Globalization is conceptualized differently by each individual and rooted in our own ways of thinking and living. It encompasses the existence of otherness, implying the value for what one is and has, and the respect, appreciation, and recognition for that otherness. This is how empathy, respect, and tolerance for difference are developed, and how the richness of diversity is valued.
The Spanish Immersion program at David D. Jones Elementary School in Greensboro serves as one example of the concept of globalization. It’s an excellent opportunity for development and growth for each one of the parts that constitute the educational trilogy — teaching staff, students, and parents — and its cultural context.
This immersion program utilizes almost 100% Spanish inside and outside of classes throughout the school day. This is how it attracts students and families who understand that bilingualism is an opportunity to develop thinking and communication skills, thereby expanding the connection with the rest of the world. The majority of subjects are taught by native Spanish-speaking teachers, making it a great opportunity for the community of Latin American countries to send highly qualified teachers to experience a cultural exchange by teaching their language and the content of their subject in a native English-speaking community.
The Spanish immersion program is made up of teachers and teacher assistants from Argentina, Colombia, Costa Rica, Chile, Honduras, Mexico, Panama, Peru, and Puerto Rico, which bonds educators through their mutual experience of adaptation and cultural exchange. The richness occurs in the academic and social interactions where Spanish flows, while the faculty grows in interdisciplinary meetings with the “lingua franca,” or common language (English), to agree on teaching and learning strategies in order to meet the individual needs of students and comply with the curricular guidelines and state standards. Each elementary grade level has more than half of the total classrooms in Spanish Immersion and one or two traditional English classes.
While the average number of traditional students is 15-18 children per group, each immersion group is larger, with an average of 20-25 students. This participating population and the way the immersion program is consolidated makes this school a significant leader not only in Guilford County, but across the state of North Carolina.

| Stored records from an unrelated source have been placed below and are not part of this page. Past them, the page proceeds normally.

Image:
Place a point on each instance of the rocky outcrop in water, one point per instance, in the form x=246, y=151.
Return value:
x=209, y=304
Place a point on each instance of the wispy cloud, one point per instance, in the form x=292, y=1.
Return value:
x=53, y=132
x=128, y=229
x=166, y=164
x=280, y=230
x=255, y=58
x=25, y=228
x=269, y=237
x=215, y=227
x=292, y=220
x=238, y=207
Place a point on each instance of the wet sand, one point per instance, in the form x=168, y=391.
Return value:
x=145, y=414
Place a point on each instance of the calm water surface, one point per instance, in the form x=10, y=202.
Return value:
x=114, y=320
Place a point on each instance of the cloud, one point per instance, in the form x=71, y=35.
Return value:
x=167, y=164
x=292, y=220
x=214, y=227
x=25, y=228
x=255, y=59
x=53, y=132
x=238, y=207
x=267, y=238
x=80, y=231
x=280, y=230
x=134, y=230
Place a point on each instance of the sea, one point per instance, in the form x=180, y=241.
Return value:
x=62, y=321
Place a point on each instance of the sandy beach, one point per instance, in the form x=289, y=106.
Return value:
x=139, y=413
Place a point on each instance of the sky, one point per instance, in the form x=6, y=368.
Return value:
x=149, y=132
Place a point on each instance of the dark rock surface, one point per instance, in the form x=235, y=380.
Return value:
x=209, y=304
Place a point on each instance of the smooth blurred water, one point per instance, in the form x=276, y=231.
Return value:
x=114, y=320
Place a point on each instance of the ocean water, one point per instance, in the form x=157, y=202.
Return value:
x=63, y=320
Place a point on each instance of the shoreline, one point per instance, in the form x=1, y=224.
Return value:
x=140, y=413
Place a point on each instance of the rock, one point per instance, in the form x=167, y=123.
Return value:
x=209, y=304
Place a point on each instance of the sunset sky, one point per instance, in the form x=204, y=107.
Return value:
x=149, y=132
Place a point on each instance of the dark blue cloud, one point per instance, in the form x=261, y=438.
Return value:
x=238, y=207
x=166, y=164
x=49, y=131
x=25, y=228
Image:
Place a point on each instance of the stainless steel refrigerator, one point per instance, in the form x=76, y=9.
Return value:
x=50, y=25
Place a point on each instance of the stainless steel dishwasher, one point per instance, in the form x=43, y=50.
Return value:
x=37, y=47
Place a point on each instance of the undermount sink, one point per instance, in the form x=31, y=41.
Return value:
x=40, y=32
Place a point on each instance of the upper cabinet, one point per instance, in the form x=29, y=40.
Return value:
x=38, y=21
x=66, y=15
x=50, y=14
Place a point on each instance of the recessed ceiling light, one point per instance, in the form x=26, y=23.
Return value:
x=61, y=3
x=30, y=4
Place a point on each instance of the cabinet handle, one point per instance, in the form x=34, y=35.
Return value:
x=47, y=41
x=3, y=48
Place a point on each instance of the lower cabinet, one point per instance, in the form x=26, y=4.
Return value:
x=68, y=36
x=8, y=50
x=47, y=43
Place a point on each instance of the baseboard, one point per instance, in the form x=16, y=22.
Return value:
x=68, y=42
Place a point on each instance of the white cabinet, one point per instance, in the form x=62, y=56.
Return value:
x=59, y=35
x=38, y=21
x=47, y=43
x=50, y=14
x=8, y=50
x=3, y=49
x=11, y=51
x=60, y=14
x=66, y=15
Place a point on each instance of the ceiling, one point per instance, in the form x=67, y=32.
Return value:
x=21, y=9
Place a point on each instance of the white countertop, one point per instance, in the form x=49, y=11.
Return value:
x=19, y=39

For children, speaking two or more languages is not only culturally and academically rich, but it is also a great opportunity for cognitive development. It expands the possibilities of understanding the world, developing national identity, and valuing the richness of diversity and cultural exchange in their daily lives. Their thinking processes advance significantly, as do their levels of reading comprehension and their verbal and written fluency in Spanish, because they are exposed not only to the language but to the diversity of accents and dialects of the native-speaking professors. These characteristics enrich the lexical and cultural range of the students.
For families and the community, the benefits include broadening their cultural range through new family traditions and customs their children learn at school. Academic activities, such as Open House, Curriculum Nights, Portfolio Nights, evaluations, and conferences with parents, allow families to interact with native Spanish teachers and accommodate each other in a space where various cultures, traditions, and ways of thinking flow in the content and method of communicating.
It is the union of individual worlds for the construction of a global world, where empathy is the forerunner of diversity. Dialects, vocabulary, cultural and academic training, and a high level of performance come together to achieve construction of meaning, comprehension, and both oral and written production.
The program creates a melting pot of diverse styles with a single objective: to fully develop people for a changing and empathetic society, the future citizens of the world.